© 2012 Oceanview Mines, LLC
History of the Oceanview Mine

Work began around September of 2000 developing the main adit that now serves as the lowest underground haulage way for mechanized mining, which runs east for approximately 60 feet, then follows the Oceanview pegmatite[1] laterally along strike, as it meanders south to southwestward for a distance of over 400 feet.

Underground work progressed until a large pocket was discovered September 22, 2007, located up-dip about mid way along the haulage drift. Over several months, this zone of mineralization produced several notable specimens of fine pastel pink, blue and bicolor beryl crystals; primarily occurring as tea-cup sized singles and smaller clusters, in association with darkly colored tourmaline, and some attractively arranged on matrices of cleavelandite. This pocket was referred to by the miners as the "49'er pocket", in homage of the mine owner Jeffrey Swanger's coinciding 49th birthday.

The beryl recovered from this zone were typical in form and color as those recovered further up-dip in the same pegmatite by Roland Reed. Other minerals found in these workings included small amounts of pale blue and dark purple to black tourmalines or schorl, spodumene, microcline, muscovite, montmorillonite and quartz. Some large gem-quality smoky citrine quartz crystal points and clusters were produced, many weighing up to several hundred pounds each.

Around November of 2009, a new adit was completed approximately 200 feet south of the first adit driven by Swanger in 2000. This new portal intersected the existing underground haulage way, facilitating improved removal of waste rock generated during mining operations, and increased underground ventilation control.

A crew of 5 or so miners continued to work intermittently, concentrating efforts to extend the underground workings into the paystreak discovered earlier by Reed, located approximately 100 feet up-dip from Swanger's adits, ultimately developing a series of drifts, declines and stopes along the trend of lithia mineralization. The upper zone of lithia mineralization exploited by Reed is characterized as massive purple lepidolite, sometimes associated with sprays of pink tourmaline and anhedral spodumene.

On December 3rd, 2009, another bonanza pocket was discovered, with extraction work performed by Jeffrey Swanger, Steve Carter and Mark Mauthner. This basketball-sized pocket produced several deep purple and lavender kunzite crystals, the largest measuring approximately 7.4cm wide, being doubly terminated, along with many fine gem-quality green and bicolored spodumene crystal lathes and shards. Nearly all of the kunzite recovered exhibited strong green to purple trichroism. Other accessory minerals recovered adjacent to this pocket included several small pale blue to dark blue-capped tourmaline crystals, lepidolite and cleavelandite.

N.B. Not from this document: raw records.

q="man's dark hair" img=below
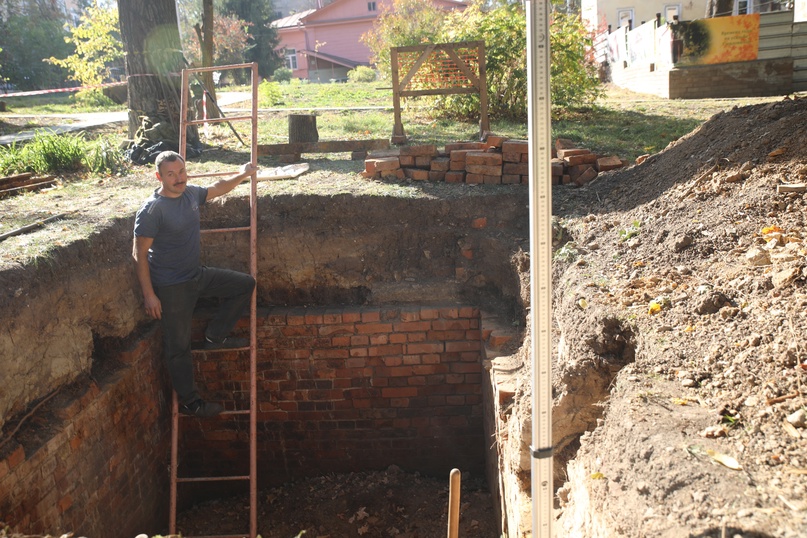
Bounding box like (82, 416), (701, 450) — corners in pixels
(155, 151), (185, 174)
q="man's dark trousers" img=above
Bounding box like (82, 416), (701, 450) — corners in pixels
(155, 266), (255, 405)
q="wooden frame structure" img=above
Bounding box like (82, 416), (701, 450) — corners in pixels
(390, 40), (489, 144)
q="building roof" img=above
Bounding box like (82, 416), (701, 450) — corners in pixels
(271, 9), (316, 29)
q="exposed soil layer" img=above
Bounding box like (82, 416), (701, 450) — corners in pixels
(552, 95), (807, 536)
(176, 466), (498, 538)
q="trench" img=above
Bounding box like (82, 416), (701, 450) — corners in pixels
(0, 191), (530, 537)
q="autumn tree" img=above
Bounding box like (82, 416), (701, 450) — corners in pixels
(47, 4), (124, 87)
(220, 0), (283, 79)
(361, 0), (447, 79)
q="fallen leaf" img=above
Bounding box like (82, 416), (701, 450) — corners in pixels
(671, 398), (689, 406)
(590, 472), (606, 480)
(768, 147), (787, 158)
(783, 419), (802, 439)
(761, 225), (784, 235)
(578, 298), (588, 309)
(706, 449), (742, 470)
(648, 302), (662, 315)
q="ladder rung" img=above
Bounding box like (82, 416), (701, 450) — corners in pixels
(183, 534), (249, 538)
(179, 408), (250, 418)
(201, 226), (250, 234)
(177, 474), (249, 483)
(187, 115), (254, 125)
(191, 345), (250, 353)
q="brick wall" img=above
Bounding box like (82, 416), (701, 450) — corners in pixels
(1, 306), (486, 535)
(0, 329), (170, 538)
(184, 305), (486, 491)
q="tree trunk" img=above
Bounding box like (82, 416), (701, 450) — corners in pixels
(118, 0), (189, 142)
(200, 0), (220, 119)
(288, 114), (319, 143)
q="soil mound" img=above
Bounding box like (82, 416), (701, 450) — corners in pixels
(553, 96), (807, 536)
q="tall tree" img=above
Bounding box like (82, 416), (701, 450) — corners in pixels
(118, 0), (187, 140)
(220, 0), (282, 79)
(194, 0), (218, 118)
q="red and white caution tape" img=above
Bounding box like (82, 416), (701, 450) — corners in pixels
(0, 81), (127, 98)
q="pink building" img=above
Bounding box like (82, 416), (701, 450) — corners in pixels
(271, 0), (467, 82)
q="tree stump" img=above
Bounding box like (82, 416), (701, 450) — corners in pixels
(288, 114), (319, 143)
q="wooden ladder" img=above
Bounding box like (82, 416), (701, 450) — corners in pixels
(169, 62), (259, 538)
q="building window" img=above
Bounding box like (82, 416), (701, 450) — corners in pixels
(285, 49), (298, 70)
(617, 8), (634, 28)
(664, 4), (681, 23)
(368, 2), (377, 11)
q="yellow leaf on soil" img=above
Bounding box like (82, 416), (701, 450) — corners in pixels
(706, 449), (742, 470)
(590, 472), (605, 480)
(761, 225), (783, 235)
(648, 302), (662, 315)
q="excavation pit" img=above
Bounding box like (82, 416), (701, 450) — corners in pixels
(0, 187), (529, 537)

Underground work continued along the zone of lithia mineralization, which led to the discovery of additional kunzite pockets in the spring of 2010. In this area, dubbed the "Big Kahuna" zone in honor of Swanger's father, hundreds of kilograms of gem spodumene were produced, including one large crystal lathe measuring approximately 21cm tall, and weighing nearly one kilogram. Minor amounts of green, blue and pink tourmaline were also discovered, including some fine bicolor pink and green pencils. The largest reported tourmaline found measured approximately 15cm tall and 3-4cm wide. Additionally, several beryl specimens were also discovered, although beryl was notably rare in this zone. One tabular morganite crystal recovered measured 7cm across, associated with a small "blue-cap" pink tourmaline.

In December of 2010, another large kunzite pocket was discovered down dip from the Big Kahuna zone, and thus named the "Big Kahuna II". Although not as productive in comparison to the sheer volume of material produced from the first pocket, the color of this spodumene was generally a more deeply saturated hue, and exhibited strong pleochroism. Several deep colored pink and cranberry red color-zoned tourmaline specimens were also found, some associated with a matrix of albite and lepidolite. Adjacent satellite pockets produced specimens of citrine and smoky quartz, some so deeply colored that they appeared black or otherwise opaque.